Metadata-Version: 2.4
Name: mad_metric
Version: 0.0.6
Summary: A metric for acoustic music evaluation based on MAUVE and MERT
Author-email: Yichen Huang <wh4@andrew.cmu.edu>
Project-URL: Homepage, https://github.com/i-need-sleep/mad
Project-URL: Issues, https://github.com/i-need-sleep/mad/issues
Classifier: Programming Language :: Python :: 3
Classifier: Operating System :: OS Independent
Classifier: License :: OSI Approved :: MIT License
Requires-Python: >=3.8
Description-Content-Type: text/markdown
License-File: LICENSE
Requires-Dist: librosa>=0.10.0
Requires-Dist: mauve_text>=0.4.0
Requires-Dist: numpy>=1.23.0
Requires-Dist: pandas>=2.0.0
Requires-Dist: torch>=2.4.1
Requires-Dist: tqdm>=4.66.0
Requires-Dist: transformers>=4.31.0
Dynamic: license-file

# MAD
Implementation for MAUVE Audio Divergence (MAD) as described in [Aligning Text-to-Music Evaluation with Human Preferences](https://arxiv.org/abs/2503.16669).

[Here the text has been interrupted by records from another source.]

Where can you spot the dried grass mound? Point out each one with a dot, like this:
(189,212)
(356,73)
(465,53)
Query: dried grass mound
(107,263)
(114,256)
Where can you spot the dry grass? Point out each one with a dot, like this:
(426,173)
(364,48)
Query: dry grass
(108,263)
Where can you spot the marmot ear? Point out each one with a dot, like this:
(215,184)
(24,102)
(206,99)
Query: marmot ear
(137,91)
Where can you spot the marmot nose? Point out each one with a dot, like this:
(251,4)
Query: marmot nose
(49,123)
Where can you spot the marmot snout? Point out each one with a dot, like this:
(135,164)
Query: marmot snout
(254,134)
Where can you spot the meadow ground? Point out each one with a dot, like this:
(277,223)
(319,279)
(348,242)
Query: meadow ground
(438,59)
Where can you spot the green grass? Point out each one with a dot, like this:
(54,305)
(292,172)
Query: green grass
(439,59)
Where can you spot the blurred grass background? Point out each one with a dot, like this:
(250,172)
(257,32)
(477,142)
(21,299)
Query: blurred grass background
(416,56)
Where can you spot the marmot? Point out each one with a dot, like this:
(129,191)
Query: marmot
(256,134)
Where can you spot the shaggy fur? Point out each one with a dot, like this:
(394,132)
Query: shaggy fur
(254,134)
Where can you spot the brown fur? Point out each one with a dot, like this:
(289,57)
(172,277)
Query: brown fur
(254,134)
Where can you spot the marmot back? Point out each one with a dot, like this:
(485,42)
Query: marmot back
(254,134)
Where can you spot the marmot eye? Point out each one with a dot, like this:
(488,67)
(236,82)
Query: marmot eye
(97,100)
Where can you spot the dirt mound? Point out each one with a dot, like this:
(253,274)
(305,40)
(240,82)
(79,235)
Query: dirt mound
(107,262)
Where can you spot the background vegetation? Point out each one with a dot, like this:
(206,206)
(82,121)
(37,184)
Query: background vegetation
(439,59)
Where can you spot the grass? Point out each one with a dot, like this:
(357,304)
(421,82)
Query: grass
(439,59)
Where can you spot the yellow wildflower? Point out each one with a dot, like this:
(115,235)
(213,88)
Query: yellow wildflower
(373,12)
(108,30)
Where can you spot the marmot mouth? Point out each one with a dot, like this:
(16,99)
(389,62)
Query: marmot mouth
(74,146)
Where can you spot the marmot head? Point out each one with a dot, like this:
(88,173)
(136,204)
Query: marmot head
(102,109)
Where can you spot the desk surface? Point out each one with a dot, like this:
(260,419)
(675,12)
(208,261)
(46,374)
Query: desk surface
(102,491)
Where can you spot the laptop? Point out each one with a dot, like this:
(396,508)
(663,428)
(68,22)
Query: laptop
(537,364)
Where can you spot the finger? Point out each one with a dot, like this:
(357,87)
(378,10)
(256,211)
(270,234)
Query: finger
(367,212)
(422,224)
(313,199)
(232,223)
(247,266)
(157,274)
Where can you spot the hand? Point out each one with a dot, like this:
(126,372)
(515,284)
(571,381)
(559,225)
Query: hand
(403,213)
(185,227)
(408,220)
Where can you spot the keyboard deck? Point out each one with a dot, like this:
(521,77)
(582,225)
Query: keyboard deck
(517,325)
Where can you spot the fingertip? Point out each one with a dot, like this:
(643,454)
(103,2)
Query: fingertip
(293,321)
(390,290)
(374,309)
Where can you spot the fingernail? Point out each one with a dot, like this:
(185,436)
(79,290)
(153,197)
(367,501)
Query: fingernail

Sound examples for the meta-evaluation data can be found on our [demo page](https://mad-metric-83cde1d399d1.herokuapp.com/). The MusicPrefs dataset is available on [Huggingface](https://huggingface.co/datasets/i-need-sleep/musicprefs/tree/main).

## Installation
Install using pip:
```
pip install mad_metric
```
Or, install from source:
```
git clone https://github.com/i-need-sleep/mad.git
cd mad
pip install -e .
```

## Usage
Programmic usage:
```
from mad_metric import compute_mad
score = compute_mad(
    eval_dir='DIR_OF_AUDIO_FILES_TO_BE_EVALUATED',
    ref_dir='DIR_OF_REFERENCE_AUDIO_FILES',
    [optional arguments...]
)
```
Command line usage:
```
mad_metric [-h] [--eval_dir EVAL_DIR] [--ref_dir REF_DIR] [--eval_embs_dir EVAL_EMBS_DIR] [--ref_embs_dir REF_EMBS_DIR] [--log_csv LOG_CSV] [--batch_size BATCH_SIZE] [--model_name MODEL_NAME] [--layer LAYER]
                  [--aggregation AGGREGATION]
```
* `eval_dir`: The directory of audio files to be evaluated.

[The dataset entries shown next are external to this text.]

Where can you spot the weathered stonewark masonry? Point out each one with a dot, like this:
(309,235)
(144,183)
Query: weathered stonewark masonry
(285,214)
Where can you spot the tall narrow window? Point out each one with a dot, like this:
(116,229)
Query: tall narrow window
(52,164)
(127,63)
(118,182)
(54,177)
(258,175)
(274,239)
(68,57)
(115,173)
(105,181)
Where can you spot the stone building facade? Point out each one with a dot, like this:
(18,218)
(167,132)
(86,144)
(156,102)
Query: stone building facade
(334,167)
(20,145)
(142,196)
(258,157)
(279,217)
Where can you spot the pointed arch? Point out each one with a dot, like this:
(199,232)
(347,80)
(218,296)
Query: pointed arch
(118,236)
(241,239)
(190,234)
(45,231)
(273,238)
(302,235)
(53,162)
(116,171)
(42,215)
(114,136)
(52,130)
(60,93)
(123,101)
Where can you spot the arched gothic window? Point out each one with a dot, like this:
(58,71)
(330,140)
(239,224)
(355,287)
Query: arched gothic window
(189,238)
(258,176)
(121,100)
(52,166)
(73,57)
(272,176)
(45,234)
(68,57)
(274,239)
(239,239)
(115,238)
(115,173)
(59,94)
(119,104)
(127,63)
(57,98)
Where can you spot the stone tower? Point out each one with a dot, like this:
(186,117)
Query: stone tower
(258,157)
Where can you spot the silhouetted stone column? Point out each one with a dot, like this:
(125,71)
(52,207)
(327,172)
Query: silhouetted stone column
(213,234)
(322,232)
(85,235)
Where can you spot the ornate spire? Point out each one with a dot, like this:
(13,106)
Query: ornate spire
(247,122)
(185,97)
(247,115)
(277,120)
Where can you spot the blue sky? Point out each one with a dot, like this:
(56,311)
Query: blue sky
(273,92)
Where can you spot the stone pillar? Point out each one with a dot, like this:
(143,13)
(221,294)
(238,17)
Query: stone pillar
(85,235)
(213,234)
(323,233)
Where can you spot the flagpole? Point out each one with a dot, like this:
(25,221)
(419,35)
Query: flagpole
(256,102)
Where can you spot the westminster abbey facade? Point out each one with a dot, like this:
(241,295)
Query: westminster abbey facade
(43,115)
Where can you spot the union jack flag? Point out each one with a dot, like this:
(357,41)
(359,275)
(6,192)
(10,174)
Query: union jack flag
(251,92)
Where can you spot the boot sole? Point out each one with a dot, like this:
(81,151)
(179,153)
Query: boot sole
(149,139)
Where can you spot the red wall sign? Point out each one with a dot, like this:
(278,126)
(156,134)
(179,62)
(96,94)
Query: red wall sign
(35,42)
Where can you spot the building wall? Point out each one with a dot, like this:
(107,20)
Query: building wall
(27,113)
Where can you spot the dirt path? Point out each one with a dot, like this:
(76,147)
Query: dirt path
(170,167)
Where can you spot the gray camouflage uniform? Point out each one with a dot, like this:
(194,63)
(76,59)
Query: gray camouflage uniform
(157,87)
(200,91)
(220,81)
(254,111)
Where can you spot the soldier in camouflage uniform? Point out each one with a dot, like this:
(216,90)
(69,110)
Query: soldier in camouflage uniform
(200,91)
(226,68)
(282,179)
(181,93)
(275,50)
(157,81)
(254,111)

* `eval_embs_dir`: If both `eval_dir` and `eval_embs_dir` are specified, the computed embeddings of the files will be stored under `eval_embs_dir`. If only `eval_embs_dir` is provided, the MAUVE score will be computed directly using the provided embeddings. At least one of `eval_dir` and `eval_embs_dir` must be provided.

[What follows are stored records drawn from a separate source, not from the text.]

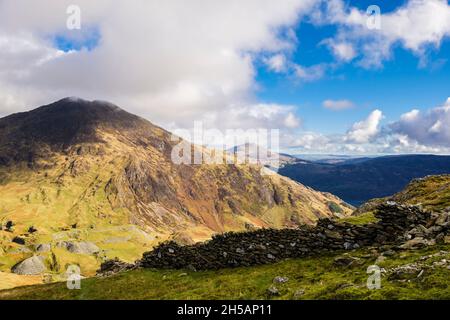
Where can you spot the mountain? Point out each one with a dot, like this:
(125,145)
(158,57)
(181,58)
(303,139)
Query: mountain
(253,153)
(358,180)
(82,181)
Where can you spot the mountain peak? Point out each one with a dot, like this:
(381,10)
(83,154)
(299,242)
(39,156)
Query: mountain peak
(63,123)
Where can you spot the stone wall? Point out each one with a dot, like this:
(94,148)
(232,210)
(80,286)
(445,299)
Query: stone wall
(267,245)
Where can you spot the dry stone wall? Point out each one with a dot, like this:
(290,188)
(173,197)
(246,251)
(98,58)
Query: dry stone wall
(267,245)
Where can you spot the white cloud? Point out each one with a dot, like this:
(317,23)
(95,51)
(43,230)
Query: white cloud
(337,105)
(430,128)
(342,50)
(311,73)
(364,131)
(276,62)
(173,62)
(416,25)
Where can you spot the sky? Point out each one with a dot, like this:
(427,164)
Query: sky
(332,76)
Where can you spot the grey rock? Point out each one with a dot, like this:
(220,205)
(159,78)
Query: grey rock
(43,247)
(273,291)
(31,266)
(79,247)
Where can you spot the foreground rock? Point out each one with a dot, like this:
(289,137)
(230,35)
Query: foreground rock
(31,266)
(267,245)
(113,266)
(79,247)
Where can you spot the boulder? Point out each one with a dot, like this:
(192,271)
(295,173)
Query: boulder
(79,247)
(280,279)
(31,266)
(345,261)
(43,247)
(113,266)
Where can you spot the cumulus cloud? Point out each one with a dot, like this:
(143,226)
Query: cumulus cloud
(364,131)
(416,26)
(310,73)
(170,61)
(276,62)
(337,105)
(430,128)
(343,51)
(414,132)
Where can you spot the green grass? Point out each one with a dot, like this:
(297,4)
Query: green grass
(318,277)
(365,218)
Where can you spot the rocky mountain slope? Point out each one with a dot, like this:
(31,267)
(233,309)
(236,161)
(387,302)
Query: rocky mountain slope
(84,181)
(431,192)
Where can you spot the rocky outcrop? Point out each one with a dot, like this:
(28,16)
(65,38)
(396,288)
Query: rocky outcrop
(31,266)
(79,247)
(113,266)
(397,224)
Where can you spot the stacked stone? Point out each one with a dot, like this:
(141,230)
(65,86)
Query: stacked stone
(269,245)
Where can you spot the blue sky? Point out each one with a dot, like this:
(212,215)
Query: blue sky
(398,86)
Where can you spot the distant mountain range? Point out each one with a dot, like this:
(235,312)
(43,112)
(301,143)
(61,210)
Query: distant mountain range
(357,180)
(82,181)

* `ref_dir`: Similar to `eval_dir`. We use [FMA-Pop](https://github.com/microsoft/fadtk/blob/main/datasets/fma_pop_tracks.csv) in our experiments.
* `ref_embs_dir`: Similar to `eval_embs_dir`.
* `log_csv`: The path to the csv file logging the MAD scores.
* `batch_size`: The batch size used when computing embeddings.
* `model_name`, `layer`, `aggregation`: Specifies which embeddings are used to compute the divergence. Defaults to the best setup with MERT according to our synthetic meta-evaluation with FMA-Pop as the reference set.